The LOD dropped from 5.477 to 2.02. This is a difference of 3.456.

It would be slow to run a genome scan for each gene on chromosome 19 and look at the LOD drop. Also, we don’t really need the LOD drop across the entire chromosome. We only need the LOD drop at the location of the peak LOD. To do this, we can use the fit1 function to get the LOD at the marker with the highest LOD in the insulin genome scan.

R

# Get the probs at the maximum insulin QTL on Chr 19.
pr_chr19 = pull_genoprobpos(genoprobs = probs,
                            map       = cross$pmap,
                            chr       = chr,
                            pos       = peaks_chr19$pos)

# Create data sructure for results.
lod_drop = data.frame(a_gene_id = colnames(expr_chr19),
                      lod       = 0)

for(i in 1:ncol(expr_chr19)) {

  # Make new covariates.
  curr_covar = cbind(addcovar, expr_chr19[,i])
  
  # Fit the insulin QTL model with the gene as a covariate.
  mod = fit1(genoprobs = pr_chr19,
             pheno     = insulin,
             kinship   = kinship_loco[[chr]],
             addcovar  = curr_covar)
  
  # Save the LOD.
  lod_drop$lod[i] = mod$lod
  
} # for(i)

# Subtract the insulin LOD from the mediation LODs.
lod_drop$lod_drop = lod_drop$lod - peaks_chr19$lod

R

lod_drop <- left_join(lod_drop, annot_chr19, by = 'a_gene_id')

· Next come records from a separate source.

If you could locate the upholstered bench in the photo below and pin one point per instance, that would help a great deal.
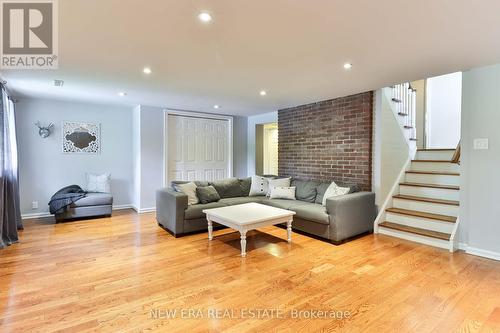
(92, 205)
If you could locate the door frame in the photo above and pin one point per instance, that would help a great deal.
(184, 113)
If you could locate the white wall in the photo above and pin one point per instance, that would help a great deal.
(151, 139)
(264, 118)
(444, 98)
(390, 148)
(480, 176)
(152, 151)
(44, 169)
(136, 156)
(240, 146)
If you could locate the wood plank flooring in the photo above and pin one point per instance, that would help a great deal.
(123, 274)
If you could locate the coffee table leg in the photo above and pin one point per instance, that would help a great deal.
(289, 231)
(243, 242)
(210, 230)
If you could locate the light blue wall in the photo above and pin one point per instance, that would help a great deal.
(252, 121)
(43, 167)
(152, 151)
(480, 177)
(240, 146)
(132, 151)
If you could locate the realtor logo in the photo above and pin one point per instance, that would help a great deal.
(29, 34)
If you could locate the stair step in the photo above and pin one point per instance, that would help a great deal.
(445, 187)
(431, 200)
(439, 217)
(432, 161)
(442, 173)
(436, 149)
(417, 231)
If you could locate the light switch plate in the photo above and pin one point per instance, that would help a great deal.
(480, 144)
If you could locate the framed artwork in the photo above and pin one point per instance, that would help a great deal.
(81, 137)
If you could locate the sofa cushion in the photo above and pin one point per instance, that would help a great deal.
(174, 183)
(240, 200)
(280, 192)
(94, 199)
(245, 184)
(227, 188)
(320, 192)
(207, 194)
(305, 189)
(280, 203)
(321, 189)
(259, 186)
(196, 211)
(188, 189)
(312, 212)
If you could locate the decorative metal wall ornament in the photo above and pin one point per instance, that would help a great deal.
(80, 137)
(44, 131)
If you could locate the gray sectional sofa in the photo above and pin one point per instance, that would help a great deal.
(343, 216)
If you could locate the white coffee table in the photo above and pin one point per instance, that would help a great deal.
(247, 217)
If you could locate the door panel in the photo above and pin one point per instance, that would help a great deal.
(197, 148)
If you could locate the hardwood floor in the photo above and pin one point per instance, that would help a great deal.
(116, 274)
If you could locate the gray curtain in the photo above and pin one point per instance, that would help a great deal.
(10, 212)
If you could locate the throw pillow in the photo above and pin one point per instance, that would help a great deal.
(207, 194)
(245, 184)
(227, 188)
(189, 189)
(99, 183)
(280, 182)
(281, 192)
(333, 191)
(260, 186)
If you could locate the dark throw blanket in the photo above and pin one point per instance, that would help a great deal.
(65, 197)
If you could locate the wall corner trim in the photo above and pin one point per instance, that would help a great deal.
(479, 252)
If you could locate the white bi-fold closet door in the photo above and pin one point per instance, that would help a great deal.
(197, 148)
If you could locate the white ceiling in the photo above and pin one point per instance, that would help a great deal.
(294, 49)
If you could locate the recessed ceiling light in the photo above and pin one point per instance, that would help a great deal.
(204, 17)
(58, 83)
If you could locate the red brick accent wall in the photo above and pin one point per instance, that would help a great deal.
(329, 140)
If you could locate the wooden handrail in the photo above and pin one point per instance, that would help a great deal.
(456, 155)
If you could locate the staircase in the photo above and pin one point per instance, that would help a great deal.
(425, 205)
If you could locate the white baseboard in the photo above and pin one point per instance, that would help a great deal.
(121, 207)
(30, 216)
(35, 215)
(483, 253)
(479, 252)
(144, 210)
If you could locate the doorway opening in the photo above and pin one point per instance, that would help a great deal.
(266, 144)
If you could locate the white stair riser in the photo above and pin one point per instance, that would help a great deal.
(446, 155)
(427, 207)
(415, 238)
(418, 222)
(435, 166)
(429, 192)
(432, 179)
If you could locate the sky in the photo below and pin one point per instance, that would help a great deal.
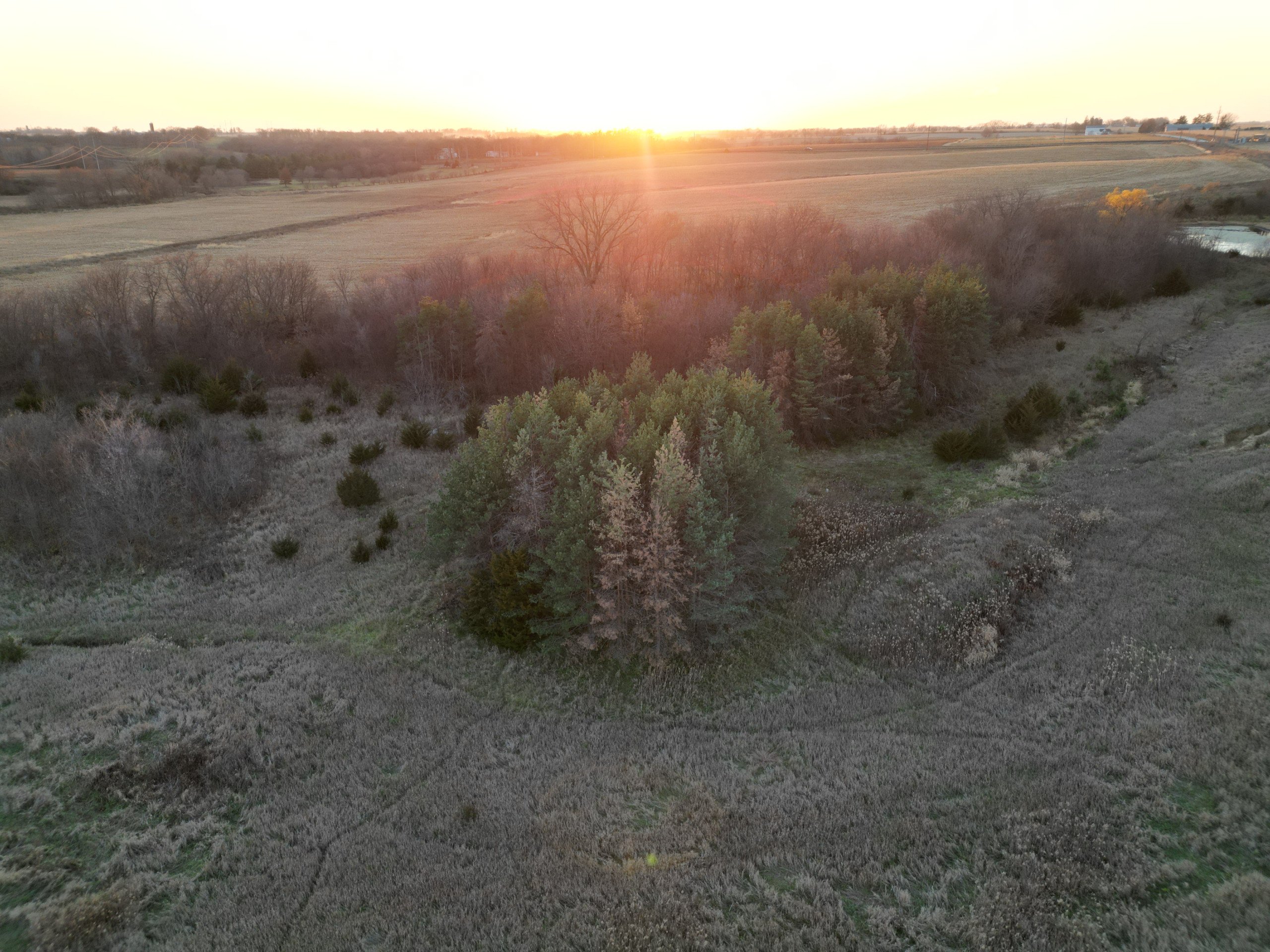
(668, 66)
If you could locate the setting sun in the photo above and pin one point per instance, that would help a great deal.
(668, 66)
(635, 477)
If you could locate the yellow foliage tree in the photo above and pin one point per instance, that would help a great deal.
(1121, 202)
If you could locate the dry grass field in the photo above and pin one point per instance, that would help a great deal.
(371, 228)
(253, 754)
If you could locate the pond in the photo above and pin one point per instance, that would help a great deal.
(1232, 238)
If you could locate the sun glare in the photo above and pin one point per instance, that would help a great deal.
(671, 67)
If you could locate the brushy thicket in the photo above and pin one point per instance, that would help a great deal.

plot(lod_drop$start, lod_drop$lod_drop, col = NA, 
     main = "Mediation Analysis on Chr 19",
     xlab = "Posiiton (Mb)", ylab = "LOD Drop")
text(lod_drop$start, lod_drop$lod_drop, labels = lod_drop$gene_name)
abline(v = peaks_chr19$pos, col = 2)

In the plot above, we plotted the position of each gene versus the decrease in the LOD score (i.e. LOD drop). Genes with the lowest LOD drop are the best candidate genes based on mediation analysis.

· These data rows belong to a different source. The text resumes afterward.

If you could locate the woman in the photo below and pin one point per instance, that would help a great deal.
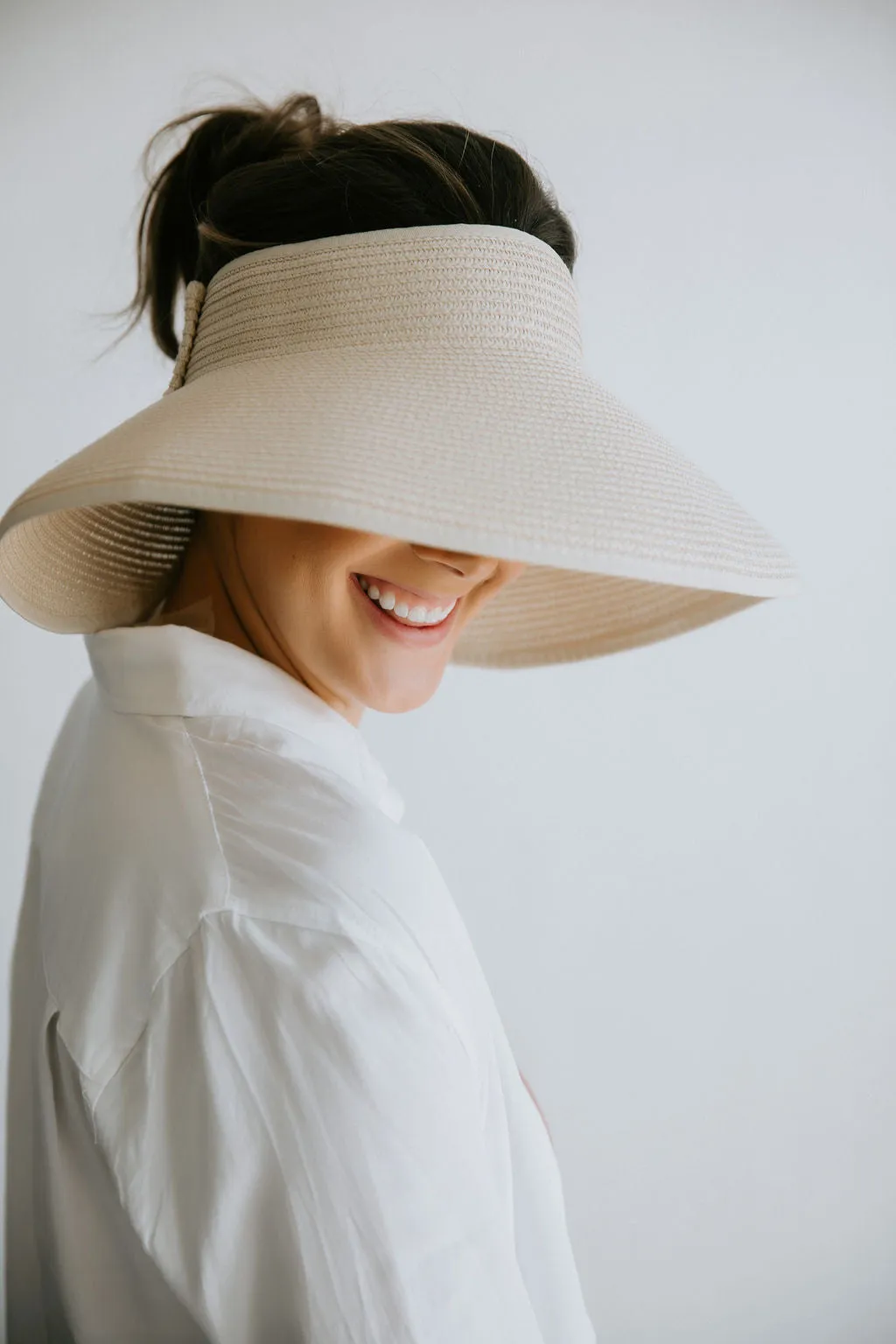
(258, 1086)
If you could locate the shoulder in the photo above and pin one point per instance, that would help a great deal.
(303, 844)
(128, 862)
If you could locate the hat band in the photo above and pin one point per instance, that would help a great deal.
(469, 286)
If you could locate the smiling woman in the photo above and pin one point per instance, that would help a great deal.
(293, 592)
(258, 1085)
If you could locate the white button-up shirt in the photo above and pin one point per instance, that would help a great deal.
(260, 1090)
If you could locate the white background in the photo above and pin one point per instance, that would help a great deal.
(676, 863)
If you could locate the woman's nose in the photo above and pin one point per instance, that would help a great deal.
(471, 566)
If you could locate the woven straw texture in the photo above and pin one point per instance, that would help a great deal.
(424, 383)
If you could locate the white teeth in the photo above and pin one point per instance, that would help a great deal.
(418, 614)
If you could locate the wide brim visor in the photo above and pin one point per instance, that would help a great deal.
(528, 458)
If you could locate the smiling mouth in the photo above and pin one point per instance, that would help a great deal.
(401, 608)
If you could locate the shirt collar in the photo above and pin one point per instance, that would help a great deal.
(178, 669)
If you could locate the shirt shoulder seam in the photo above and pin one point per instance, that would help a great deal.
(211, 812)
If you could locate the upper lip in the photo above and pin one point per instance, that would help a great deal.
(384, 584)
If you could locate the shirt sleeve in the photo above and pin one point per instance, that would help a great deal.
(298, 1138)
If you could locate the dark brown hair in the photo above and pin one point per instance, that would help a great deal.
(254, 175)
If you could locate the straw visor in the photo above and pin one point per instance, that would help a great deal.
(422, 383)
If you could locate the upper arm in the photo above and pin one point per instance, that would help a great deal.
(298, 1141)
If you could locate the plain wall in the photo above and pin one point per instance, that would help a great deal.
(676, 863)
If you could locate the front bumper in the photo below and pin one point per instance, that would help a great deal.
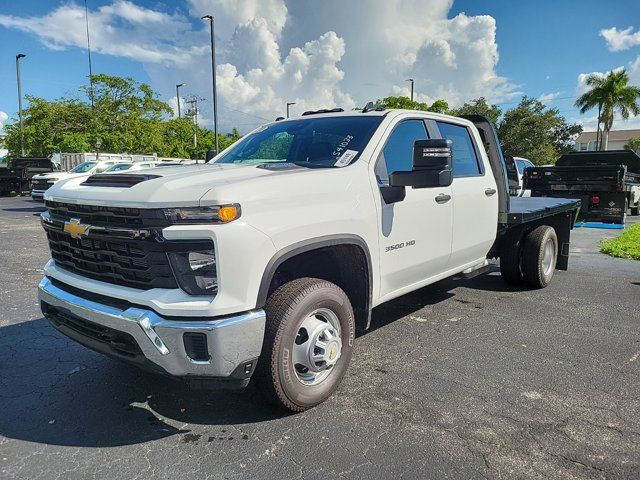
(143, 337)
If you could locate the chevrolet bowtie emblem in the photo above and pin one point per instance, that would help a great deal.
(74, 228)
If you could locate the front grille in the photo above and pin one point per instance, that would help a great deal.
(109, 255)
(141, 264)
(119, 343)
(108, 216)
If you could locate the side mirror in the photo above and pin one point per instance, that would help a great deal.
(432, 166)
(210, 154)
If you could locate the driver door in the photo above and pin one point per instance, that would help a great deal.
(415, 233)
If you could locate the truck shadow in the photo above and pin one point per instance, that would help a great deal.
(433, 294)
(54, 391)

Let’s look at the annotation for the genes with LOD drop less than -2.

R

lod_drop |>
  filter(lod_drop < -2) |>
  select(gene_id, symbol, chr, start, end, lod, lod_drop, description)

OUTPUT

             gene_id  symbol chr start  end  lod lod_drop
1 ENSMUSG00000025027 Xpnpep1  19  52.9 53.0 2.85    -2.63
2 ENSMUSG00000035804    Ins1  19  52.3 52.3 2.60    -2.88
3 ENSMUSG00000043639   Rbm20  19  53.7 53.9 2.02    -3.46
                                                                                description
1 X-prolyl aminopeptidase (aminopeptidase P) 1, soluble [Source:MGI Symbol;Acc:MGI:2180003]
2                                               insulin I [Source:MGI Symbol;Acc:MGI:96572]
3                          RNA binding motif protein 20 [Source:MGI Symbol;Acc:MGI:1920963]

Do you see any good candidate genes which might regulate insulin?

Summary


In this episode, we learned how to identify candidate genes under a QTL peak. In a perfect world, there would be exactly one gene implicated by these analyses. In most cases, you will have a set of candidate genes and you will need to study each gene and prioritize some for laboratory follow-up.

There are two ways of searching for candidate genes: using SNPs in the QTL interval, and looking for genes with eQTL which are co-located with the phenotype QTL. We learned how to query a VCF file and how to perform mediation analysis. After this step, you will have a set of genes which you can test for association with your phenotype.

Key Points

  • There will be many genes under a QTL peak.
  • You can search for genes with SNPs that produce coding changes by querying a VCF file.
  • You can search for genes with expression changes that may influence your phenotype by performing mediation analysis with expression data from the same mice.